Ele disse ainda que compreender o lado do comércio “em desejar a abertura para consumo presencial, pois é notório que esse tipo de venda é de caráter sensorial e, muitas vezes, praticados por impulso, o que reduz bruscamente as vendas on-line. Em suma, ainda que se compreenda a iniciativa do Órgão Ministerial, sobretudo em momento que batemos recordes atrás de recordes de falecimentos em virtude dessa doença, não há como este Poder Judiciário determinar o fechamento ou a abertura desse ou daquele comércio, sob pena de invasão na esfera de atribuições do Poder Executivo”.

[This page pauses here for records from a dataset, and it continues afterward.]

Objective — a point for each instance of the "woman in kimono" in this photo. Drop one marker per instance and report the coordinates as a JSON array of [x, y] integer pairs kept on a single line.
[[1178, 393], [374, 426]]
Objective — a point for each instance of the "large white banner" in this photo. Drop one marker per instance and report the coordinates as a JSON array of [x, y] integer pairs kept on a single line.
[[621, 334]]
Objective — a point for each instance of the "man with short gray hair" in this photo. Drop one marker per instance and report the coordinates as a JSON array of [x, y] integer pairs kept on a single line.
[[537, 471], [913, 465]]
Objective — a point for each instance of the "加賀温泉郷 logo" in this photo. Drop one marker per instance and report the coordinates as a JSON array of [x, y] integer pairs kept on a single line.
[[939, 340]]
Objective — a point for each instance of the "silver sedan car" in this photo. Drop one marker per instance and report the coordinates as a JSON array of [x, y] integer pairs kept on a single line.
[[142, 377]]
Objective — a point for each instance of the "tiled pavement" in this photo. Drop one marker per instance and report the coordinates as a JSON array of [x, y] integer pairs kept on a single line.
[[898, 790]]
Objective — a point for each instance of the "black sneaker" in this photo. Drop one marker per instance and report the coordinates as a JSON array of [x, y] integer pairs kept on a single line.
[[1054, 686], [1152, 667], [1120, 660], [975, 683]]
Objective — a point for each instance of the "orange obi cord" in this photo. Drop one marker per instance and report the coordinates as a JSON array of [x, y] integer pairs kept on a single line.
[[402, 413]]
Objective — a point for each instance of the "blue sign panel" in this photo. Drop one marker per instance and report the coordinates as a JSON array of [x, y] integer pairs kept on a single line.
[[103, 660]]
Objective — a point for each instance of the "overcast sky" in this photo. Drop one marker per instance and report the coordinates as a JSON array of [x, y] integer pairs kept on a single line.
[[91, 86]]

Na decisão, Roosevelt Queiroz afirma que o Estado não é gerador de riquezas e que não está afirmando que a economia é mais importante que a vida. “Porém, a atividade econômica gera recursos para o uso nas políticas públicas, nelas a da saúde. Se medidas efetivas são necessárias para a proteção da vida (como o custeio de medicamentos e de vacinas, abertura de leitos, contratação de pessoal médico e de enfermaria, pessoal de limpeza das unidades hospitalares etc.), essas medidas não podem ser realizadas sem recursos. O Estado nada produz; sua fonte advém de tributos. Sem recursos financeiros o ente público entrará em colapso. Quando o legislador fala em serviços essenciais, destaca-se quais serviços não podem ser suspensos em hipótese nenhuma, seja em caso de greve, lockdown, pandemia. Entretanto, isso não significa que as demais atividades podem ser suspensas por um longo período, pois isso acarreta a ofensa ao direito ao trabalho e a própria dignidade da pessoa humana. Se tais atividades não são essenciais para a manutenção do corpo social, são essenciais para o trabalhador, pois dela retira seu sustento”.